# Entrance and Anticipation



## ShadyHallows (Jun 14, 2006)

Since I have decided to go without a storyline this year, I figure it would be best to have some good anticipation. The thing is besides music... I'm lost in ways to do it. They enter through a cemetery which is like the waiting line up to the entrance and I just can't think of ways to really caputre fear before even entering. Thanks guys, I couldn't do it without you!


----------



## Frighteners Entertainment (Jan 24, 2006)

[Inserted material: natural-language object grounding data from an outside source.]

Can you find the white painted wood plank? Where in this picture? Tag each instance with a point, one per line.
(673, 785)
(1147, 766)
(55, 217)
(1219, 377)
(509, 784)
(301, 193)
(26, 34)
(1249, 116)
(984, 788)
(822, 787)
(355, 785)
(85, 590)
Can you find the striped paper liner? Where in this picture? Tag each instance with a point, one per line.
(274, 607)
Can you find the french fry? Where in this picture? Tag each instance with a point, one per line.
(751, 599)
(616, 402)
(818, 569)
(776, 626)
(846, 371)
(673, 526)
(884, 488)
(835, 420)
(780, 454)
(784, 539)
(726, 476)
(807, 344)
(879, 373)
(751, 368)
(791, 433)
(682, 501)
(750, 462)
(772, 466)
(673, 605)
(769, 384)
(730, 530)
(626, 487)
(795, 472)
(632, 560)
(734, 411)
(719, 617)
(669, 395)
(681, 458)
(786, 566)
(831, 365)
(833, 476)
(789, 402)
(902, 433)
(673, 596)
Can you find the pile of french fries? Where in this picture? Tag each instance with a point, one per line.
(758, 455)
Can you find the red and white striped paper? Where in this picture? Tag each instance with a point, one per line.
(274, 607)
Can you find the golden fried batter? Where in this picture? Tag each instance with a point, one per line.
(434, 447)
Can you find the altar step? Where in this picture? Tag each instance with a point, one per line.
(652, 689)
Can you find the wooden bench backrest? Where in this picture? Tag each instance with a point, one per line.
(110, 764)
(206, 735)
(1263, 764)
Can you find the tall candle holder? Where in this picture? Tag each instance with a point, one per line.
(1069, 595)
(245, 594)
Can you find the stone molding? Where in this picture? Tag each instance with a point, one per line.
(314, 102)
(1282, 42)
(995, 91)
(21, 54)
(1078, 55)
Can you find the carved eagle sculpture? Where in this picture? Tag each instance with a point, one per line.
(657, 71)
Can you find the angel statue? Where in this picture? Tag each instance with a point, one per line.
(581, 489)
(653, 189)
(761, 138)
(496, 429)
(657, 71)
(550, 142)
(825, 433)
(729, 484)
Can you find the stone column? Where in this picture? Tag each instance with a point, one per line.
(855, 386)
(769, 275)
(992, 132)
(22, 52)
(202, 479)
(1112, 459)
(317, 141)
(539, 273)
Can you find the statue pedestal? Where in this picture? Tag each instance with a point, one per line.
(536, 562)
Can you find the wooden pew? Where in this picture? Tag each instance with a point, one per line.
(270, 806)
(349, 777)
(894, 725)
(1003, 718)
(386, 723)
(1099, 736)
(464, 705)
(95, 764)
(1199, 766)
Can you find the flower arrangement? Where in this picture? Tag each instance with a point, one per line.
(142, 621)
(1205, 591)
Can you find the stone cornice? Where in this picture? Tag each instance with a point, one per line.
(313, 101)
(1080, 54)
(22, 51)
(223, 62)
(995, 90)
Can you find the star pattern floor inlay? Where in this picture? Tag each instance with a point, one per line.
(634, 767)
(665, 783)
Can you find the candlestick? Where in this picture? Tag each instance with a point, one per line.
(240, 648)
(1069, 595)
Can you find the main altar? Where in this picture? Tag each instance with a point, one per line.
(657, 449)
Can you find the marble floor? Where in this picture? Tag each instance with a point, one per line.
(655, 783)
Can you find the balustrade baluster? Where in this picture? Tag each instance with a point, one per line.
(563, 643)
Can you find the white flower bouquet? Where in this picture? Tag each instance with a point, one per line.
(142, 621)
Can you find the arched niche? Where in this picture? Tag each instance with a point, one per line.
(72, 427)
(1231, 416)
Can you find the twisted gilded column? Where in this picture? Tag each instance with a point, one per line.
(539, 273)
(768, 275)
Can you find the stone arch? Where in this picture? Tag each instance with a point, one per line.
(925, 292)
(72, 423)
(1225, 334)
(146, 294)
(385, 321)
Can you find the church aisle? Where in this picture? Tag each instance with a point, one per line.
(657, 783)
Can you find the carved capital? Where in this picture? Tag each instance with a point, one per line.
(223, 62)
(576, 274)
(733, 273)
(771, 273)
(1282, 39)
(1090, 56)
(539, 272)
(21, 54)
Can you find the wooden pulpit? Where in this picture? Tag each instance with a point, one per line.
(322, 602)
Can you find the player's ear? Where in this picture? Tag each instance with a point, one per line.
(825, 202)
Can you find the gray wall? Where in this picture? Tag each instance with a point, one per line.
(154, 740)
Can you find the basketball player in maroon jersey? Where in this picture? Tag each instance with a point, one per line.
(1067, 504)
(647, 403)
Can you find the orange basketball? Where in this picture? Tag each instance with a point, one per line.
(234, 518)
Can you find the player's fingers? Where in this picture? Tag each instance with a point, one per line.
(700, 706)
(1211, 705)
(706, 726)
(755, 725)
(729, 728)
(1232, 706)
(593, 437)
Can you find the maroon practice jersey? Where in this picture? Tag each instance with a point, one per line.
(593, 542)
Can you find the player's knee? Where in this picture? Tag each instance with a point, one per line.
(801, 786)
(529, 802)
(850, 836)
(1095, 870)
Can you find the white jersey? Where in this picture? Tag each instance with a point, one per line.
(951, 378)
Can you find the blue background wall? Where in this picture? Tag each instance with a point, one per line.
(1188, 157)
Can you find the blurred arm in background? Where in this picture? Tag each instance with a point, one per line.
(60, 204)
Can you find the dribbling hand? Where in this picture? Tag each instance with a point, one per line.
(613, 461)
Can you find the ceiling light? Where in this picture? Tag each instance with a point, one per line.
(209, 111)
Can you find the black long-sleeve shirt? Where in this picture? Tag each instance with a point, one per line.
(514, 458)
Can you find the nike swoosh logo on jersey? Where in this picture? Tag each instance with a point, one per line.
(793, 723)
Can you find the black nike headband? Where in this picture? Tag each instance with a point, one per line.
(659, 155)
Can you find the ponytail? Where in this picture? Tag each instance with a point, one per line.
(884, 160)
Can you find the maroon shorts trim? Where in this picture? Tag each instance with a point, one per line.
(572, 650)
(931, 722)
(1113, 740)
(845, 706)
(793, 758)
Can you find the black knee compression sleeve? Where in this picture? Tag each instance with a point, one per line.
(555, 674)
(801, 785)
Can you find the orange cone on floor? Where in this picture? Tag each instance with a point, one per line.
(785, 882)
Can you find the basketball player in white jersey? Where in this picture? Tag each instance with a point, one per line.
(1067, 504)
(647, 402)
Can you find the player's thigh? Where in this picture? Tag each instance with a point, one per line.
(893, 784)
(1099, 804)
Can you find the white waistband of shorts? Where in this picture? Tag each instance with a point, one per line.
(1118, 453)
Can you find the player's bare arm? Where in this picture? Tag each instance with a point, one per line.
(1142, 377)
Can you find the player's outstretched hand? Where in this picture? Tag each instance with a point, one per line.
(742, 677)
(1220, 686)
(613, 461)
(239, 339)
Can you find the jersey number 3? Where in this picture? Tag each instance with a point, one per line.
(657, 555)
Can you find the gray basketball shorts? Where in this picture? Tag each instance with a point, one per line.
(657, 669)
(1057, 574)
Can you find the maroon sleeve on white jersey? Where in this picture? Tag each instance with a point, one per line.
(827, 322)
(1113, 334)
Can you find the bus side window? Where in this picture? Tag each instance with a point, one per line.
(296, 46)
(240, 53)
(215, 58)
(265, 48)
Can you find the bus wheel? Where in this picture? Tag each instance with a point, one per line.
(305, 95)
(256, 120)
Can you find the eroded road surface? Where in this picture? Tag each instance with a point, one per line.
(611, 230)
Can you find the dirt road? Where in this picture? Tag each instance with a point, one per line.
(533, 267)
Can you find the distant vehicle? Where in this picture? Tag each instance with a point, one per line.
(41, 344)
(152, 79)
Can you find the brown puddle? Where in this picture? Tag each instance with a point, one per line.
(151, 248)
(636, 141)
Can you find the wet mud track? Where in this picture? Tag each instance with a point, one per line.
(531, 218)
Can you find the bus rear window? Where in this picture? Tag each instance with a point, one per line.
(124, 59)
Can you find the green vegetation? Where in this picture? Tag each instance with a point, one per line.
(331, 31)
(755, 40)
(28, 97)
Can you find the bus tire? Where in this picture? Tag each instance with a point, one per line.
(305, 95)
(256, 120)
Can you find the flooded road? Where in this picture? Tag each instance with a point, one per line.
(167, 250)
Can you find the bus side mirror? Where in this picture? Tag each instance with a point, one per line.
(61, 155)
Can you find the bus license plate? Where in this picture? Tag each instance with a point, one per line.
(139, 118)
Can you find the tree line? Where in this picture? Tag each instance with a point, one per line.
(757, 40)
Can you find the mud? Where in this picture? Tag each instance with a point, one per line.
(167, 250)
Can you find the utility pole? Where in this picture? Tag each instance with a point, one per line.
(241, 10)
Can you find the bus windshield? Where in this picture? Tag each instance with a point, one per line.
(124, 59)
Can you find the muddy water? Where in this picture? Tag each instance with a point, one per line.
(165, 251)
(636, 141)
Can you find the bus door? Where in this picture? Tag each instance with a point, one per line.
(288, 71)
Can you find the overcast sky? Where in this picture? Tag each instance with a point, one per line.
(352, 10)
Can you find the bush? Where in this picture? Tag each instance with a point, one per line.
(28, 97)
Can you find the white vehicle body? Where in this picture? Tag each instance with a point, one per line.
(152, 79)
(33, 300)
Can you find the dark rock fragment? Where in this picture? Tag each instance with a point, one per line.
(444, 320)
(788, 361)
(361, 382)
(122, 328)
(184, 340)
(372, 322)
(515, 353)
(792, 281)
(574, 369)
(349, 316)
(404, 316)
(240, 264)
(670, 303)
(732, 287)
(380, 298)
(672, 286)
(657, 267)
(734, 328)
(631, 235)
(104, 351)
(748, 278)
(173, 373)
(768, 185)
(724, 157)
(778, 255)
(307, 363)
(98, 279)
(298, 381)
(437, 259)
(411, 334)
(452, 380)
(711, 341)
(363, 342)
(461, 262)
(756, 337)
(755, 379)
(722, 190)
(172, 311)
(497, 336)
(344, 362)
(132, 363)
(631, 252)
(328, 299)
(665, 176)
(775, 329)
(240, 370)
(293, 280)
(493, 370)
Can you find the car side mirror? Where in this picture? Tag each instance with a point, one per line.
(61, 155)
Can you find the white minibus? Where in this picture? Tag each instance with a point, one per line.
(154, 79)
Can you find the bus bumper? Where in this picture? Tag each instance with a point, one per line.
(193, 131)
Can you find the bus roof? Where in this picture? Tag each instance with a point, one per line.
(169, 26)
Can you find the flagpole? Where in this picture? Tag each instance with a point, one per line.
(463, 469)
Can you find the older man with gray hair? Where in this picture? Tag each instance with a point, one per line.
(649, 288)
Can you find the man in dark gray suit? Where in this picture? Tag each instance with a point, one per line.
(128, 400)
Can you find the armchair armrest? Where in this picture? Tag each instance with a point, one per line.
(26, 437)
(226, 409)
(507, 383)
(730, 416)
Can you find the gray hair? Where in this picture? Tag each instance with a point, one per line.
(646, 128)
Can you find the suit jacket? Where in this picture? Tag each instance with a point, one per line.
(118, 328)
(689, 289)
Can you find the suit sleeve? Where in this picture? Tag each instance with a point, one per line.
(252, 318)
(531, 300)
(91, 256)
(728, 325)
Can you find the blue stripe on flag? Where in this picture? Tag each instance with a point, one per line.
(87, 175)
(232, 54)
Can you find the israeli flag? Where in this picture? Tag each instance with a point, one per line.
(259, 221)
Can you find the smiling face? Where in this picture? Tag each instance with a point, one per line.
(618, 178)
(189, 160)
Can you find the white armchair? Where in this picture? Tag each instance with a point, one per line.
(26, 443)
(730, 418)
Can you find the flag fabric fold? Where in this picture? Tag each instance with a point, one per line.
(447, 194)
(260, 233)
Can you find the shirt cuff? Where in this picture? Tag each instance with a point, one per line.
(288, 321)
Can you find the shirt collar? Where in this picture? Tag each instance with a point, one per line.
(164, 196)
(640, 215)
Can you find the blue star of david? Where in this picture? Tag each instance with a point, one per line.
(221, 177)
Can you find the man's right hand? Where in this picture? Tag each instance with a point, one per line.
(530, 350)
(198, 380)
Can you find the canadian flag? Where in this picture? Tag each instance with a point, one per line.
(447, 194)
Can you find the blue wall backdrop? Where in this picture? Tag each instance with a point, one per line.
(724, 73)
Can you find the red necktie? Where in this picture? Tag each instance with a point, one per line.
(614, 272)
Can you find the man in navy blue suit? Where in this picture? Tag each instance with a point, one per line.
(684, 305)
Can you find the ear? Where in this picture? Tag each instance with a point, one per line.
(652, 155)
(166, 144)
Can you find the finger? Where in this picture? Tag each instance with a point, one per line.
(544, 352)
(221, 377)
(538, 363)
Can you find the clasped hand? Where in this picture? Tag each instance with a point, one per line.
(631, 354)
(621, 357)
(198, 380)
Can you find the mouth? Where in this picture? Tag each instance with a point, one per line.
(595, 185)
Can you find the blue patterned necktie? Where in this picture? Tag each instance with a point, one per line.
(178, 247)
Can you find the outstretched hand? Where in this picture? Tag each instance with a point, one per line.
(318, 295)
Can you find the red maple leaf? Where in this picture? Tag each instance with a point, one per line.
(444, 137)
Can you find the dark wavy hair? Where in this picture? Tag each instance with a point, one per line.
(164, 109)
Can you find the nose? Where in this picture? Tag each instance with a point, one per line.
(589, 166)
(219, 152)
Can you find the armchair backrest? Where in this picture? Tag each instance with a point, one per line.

It's all about your curb appeal.
If you like the "real" look, copy what the movies do.
Use blue lighting from above (as high as you can get) cast lots of shadows.
I love old cemeteries, add broken tombstones, broken branches, tall grass and a must for fog.
Be sure to have lighting on both the front and back of the cemetery when using fog. It makes it feel more dense and creepy.


----------



## Spookkid (Dec 27, 2005)

ShadyHallows said:


> Since I have decided to go without a storyline this year, I figure it would be best to have some good anticipation. The thing is besides music... I'm lost in ways to do it. They enter through a cemetery which is like the waiting line up to the entrance and I just can't think of ways to really caputre fear before even entering. Thanks guys, I couldn't do it without you!


You beat me to it, I was just about to ask this.


----------



## charlie (Jul 9, 2007)

Typically I try to keep the outside looking as nice as possible. I play the monster mash and have a coffin setup with a fog machine and light in it. I also have people out of costume outside keeping the line in order. Most of the people that come to my haunt are young and I don't want to scare them off before they get inside.

charlie


----------